Treatment Compliance in Underserved Populations
Denise Defey*
University of Uruguay, Uruguay
Submission: October 06, 2022; Published: October 12, 2022
*Corresponding author: Denise Defey, University of Uruguay, Uruguay
How to cite this article: Denise D. Treatment Compliance in Underserved Populations. Psychol Behav Sci Int J. 2022; 19(4): 556017. DOI: 10.19080/PBSIJ.2022.19.556017.
Opinion
Of late, there has been an increasing concern as to mental health care provision for those living either in severe financial constraint and/or social deprivation and seclusion, often due to migration. Psychotherapy as we know it and habitually practise it - whichever the school- has been developed upon assumptions which are not suitable for these vast groups of people in need of our help. Issues taken for granted such as verbal communication, continuity and a fixed setting, as well as willingness to explore one’s past, are not applicable to those living under harsh life conditions. For these persons and families, continuity is incongruent with their life styles, in which permanent transitions are the rule. Furthermore, their past lives are often too painful and shameful to be explored, remembered and told. Many early traumatic experiences –which are adamant to adult-life difficulties and limitations- are too primitive to be transmitted in explanatory words, specially when words have been often absent in their upbringing.

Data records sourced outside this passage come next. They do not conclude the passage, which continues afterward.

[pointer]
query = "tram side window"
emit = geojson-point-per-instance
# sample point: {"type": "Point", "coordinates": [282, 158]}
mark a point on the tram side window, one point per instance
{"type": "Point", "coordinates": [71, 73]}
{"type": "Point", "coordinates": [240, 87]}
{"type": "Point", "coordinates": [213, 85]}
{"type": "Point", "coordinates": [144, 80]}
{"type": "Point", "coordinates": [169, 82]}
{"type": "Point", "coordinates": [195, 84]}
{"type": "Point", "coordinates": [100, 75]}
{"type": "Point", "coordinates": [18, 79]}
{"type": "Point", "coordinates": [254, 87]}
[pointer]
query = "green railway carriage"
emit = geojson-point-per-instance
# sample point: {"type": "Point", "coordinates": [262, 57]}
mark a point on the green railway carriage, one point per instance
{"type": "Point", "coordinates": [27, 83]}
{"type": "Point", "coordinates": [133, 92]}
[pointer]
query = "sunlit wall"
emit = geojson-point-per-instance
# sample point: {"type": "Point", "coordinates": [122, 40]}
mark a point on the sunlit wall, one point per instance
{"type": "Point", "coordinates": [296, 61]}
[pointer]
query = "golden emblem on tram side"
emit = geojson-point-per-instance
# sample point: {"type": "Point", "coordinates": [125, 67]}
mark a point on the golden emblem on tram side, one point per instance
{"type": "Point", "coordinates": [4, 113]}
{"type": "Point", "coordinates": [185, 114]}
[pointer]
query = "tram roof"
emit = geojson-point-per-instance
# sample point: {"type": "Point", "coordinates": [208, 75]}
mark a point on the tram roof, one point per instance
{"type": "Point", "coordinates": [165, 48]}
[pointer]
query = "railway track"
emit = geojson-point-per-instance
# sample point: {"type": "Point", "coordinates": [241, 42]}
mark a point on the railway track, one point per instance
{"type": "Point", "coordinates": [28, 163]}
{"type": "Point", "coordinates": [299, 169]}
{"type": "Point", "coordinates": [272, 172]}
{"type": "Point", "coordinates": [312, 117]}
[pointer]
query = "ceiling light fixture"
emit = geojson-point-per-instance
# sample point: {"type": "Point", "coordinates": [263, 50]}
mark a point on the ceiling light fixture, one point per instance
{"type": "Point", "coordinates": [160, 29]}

Another central issue in our regular practice of psychotherapy is trying to “dismantle” what we consider inadequate, immature or even pathological ways of living, acting, thinking and bonding. However, given the unlikelihood of continuity in a therapeutic process, this early preparatory steps for later work may end in simply dismantling whatever little, inappropriate (in our view) or primary ways this person has found to deal with the stresses and strains of their lives, often with very little external help or permanent presence of caring others. Another issue we take for granted in any form of psychotherapy is that presenting complaints and/or observed difficulties are assumed to stem from the person’s actions or attitudes, which we set out to modify. However, we should review our assumption that life situations like abuse, abandonment of caring others or street dwelling are merely due to the person’s actions or attitudes.
What to change, then? As an initial step, us therapists should reflect upon our implicit beliefs on what we consider mental health and psychotherapy, which we habitually take for granted as suitable for all. A second step is to take a stance of what has been called “cultural humility” and consider the need for therapeutic approaches which are culturally sensitive, competent and respectful, offering help which is relevant to the other, not to us providers. This requires a careful and respectful effort to explore and strive to understand what help is expected from us (often to discover it is totally unrelated to our initial intentions). Participative research (under the motto ”nothing about us without us”) is no doubt a tool to better understand lives and contexts so different to ours and grasp what the “patient” or “client” really has in mind. Some therapeutic approaches have been developed and have proven specially adequate, such as Barreto’s “Integrative Community Therapy” (backed up by WHO), and “Therapeutic Consultation”, initially developed by D. Winnicott, in which each therapeutic encounter is unique and encloses both diagnostic and intervention stances.